The second charge taken from a linguistic, cognitive, and behavioral developmental perspective is of quite a different order. Consider, for the moment, the recent debate over the "conjunction fallacy," the role of "and" not pursued by Stanley (163ff.), yet proving to be a litmus test for semantic and pragmatic inference. Logically, the probability of two occurrences—alpha and omega—cannot be more than the probability of either one of them. Yet the co-ordinating conjunction "and" is highly sensitive to context. By saying "Giancarlo has been hospitalized and Alyssa is seeing Lucantonio," we are not simply joining two clauses or merely observing the intersection of two events. We could equally be expressing our surprise, perhaps even our disgust. Others might take us to be recounting the temporal sequence of events and others again might interpret us to be outlining the cause of her subsequent behavior. Yet research into children's language constantly reveals that, when reversing the sequence of events such as "Giancarlo went to hospital and broke both elbows and crashed his motorbike," younger children cling to word order, to the explicitly articulated, in a manner more akin to the logical interpretation above.

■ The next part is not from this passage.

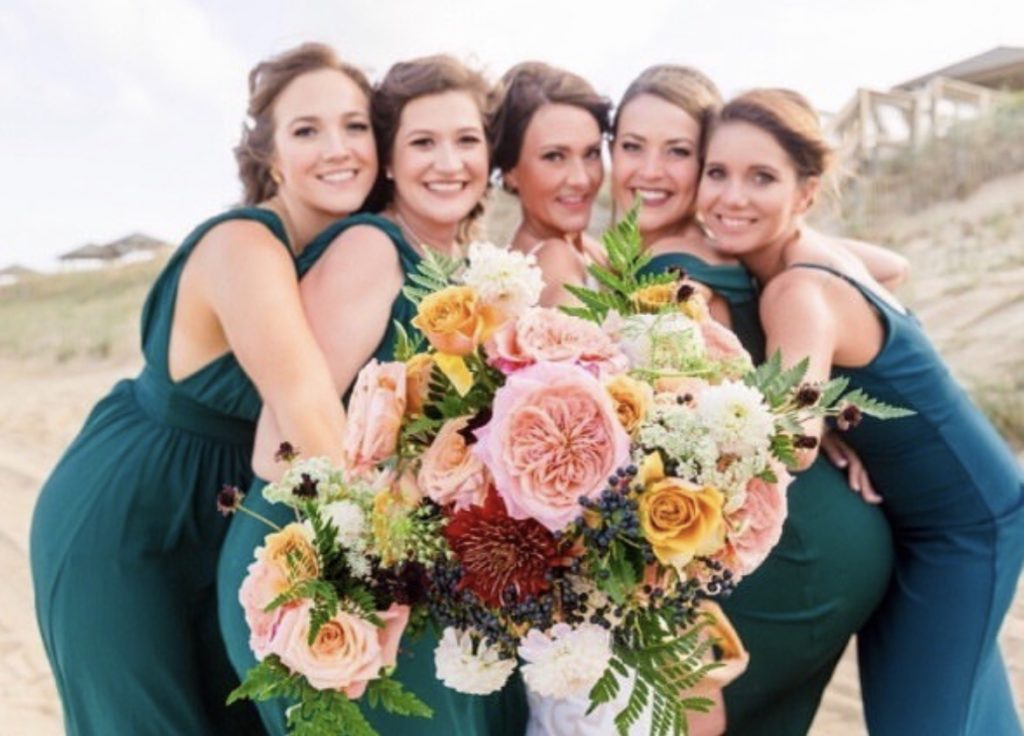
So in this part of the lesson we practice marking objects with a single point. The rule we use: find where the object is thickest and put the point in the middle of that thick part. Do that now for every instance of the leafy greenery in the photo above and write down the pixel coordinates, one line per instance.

Such considerations lead to questions needing to be explored. Does the semantic-pragmatic distinction in any of its three conceptualizations identified by Stanley undergo any profound changes with children's speech accompanying action and their speech detached from action? This and other questions are testimony to the kind of thinking provoked by Language in Context. For example, does the distinction become significantly transformed with children's speech directed at others and their speech directed at self? Is the distinction in some sense an emergent condition for children's capacity to verbalize what they apprehend sequentially or successively and what they apprehend simultaneously or holistically? Again, does the distinction somehow function as a precondition for the existence of ad hoc concrete experiential thinking or the verbalized emergence of systemic abstract hierarchical thinking or both? Finally, how might the complexities seemingly inherent in the distinction provide practitioners with a more nuanced understanding and treatment of semantic-pragmatic disorders in cases of impaired development?
© 2008 R.A. Goodrich
R.A. Goodrich teaches in the School of Communication & Creative Arts, Deakin University, Melbourne, Australia, co-edits the online refereed arts-practice journal, Double Dialogues, and currently co-ordinates with Maryrose Hall a pilot study of a number of children within the autistic spectrum of disorders.